The Drop posterDirector: Michael R. Roskam

Writer: Dennis Lehane

Cast: Tom Hardy, James Gandolfini, Noomi Rapace, Matthias Schoenaerts, John Ortiz

Cert: 15

Running time: 106mins

Year: 2014

 

The lowdown: Destined to be remembered as James Gandolfini’s final screen appearance, this crime drama does his talents justice. Tom Hardy takes centre stage playing a good-natured, soulful bartender at Gandolfini’s New York bar. When stick-up men jack a $5,000 drop at the bar intended for Chechen mobsters the two must retrieve it before they experience disappointment Eastern European gangland style. Solid crime thrills from the writer of Gone Baby Gone and Shutter Island.

THE DROPThe Drop - Tom Hardy, Noomi Rapace, Rocco

The full verdict: Now quality TV and film crime drama is so ubiquitous, it may be easy to dismiss The Drop as another polished take on criminal small fry in a tight spot.

But, with a friendly word and a figurative gun, we urge you not to make that mistake.

To do so would be to miss the subtleties and surprises in Dennis Lehane’s script, based on his own short story Animal Rescue.

And director Michael R. Roskam’s unflashy but accomplished direction, all beat-up New York locations, stately compositions of the neighbourhood church in which Hardy’s Bob Saginowski seeks solace (there’s a bit of old-school Scorsese Catholic guilt going on) and the purgatorial crimson confines of the local bar owned by cousin Marv (Gandolfini).

Plus, Roskam’s deft handling of a stellar cast, all breathing real, wounded life into their characters.

The Drop - Chechen gangsterThe Drop - Tom Hardy, bar

The title may refer to ill-gotten gains dropped into various Chechen controlled drinking holes, but also the connotation that each character has experienced a fall from grace and is seeking salvation.

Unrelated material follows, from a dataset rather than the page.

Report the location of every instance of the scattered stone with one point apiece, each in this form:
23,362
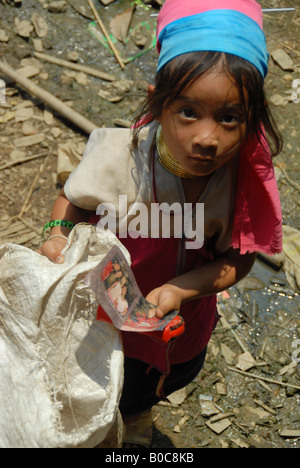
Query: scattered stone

For Marv, a paper tiger tough guy who wouldn’t pass muster on Tony Sopranos crew, it’s getting his bar back from the fearsome mob muscle who put him under their thumb.

For Rapace’s Nadia it’s a life free from her dangerous ex Eric (Schoenaerts), who may have been responsible for the killing of a local lad ten years earlier.

Both are bound to Bob. Decent and methodical and seemingly content to be a doormat, Hardy invests him with a vulnerability and chivalry that is mesmerising to watch. And his New York accent is better than his Welsh in Locke.

Drawn to Nadia after finding a pitbull puppy in her trash that she insists he care for, Bob is a character trying to do the right thing, while avoiding the questions of a prying detective (Ortiz) who wants to rid his patch of the crime and disappearances that have plagued it.

In true Lehane fashion the characters are as much a danger to themselves as the nominal threat from the missing money. The inevitable bloodletting still manages to pack new surprises as further secrets colour what has gone before.

A well-crafted swansong for the great Gandolfini in the same genre that propelled him to global attention and a reminder of how much he’ll be missed.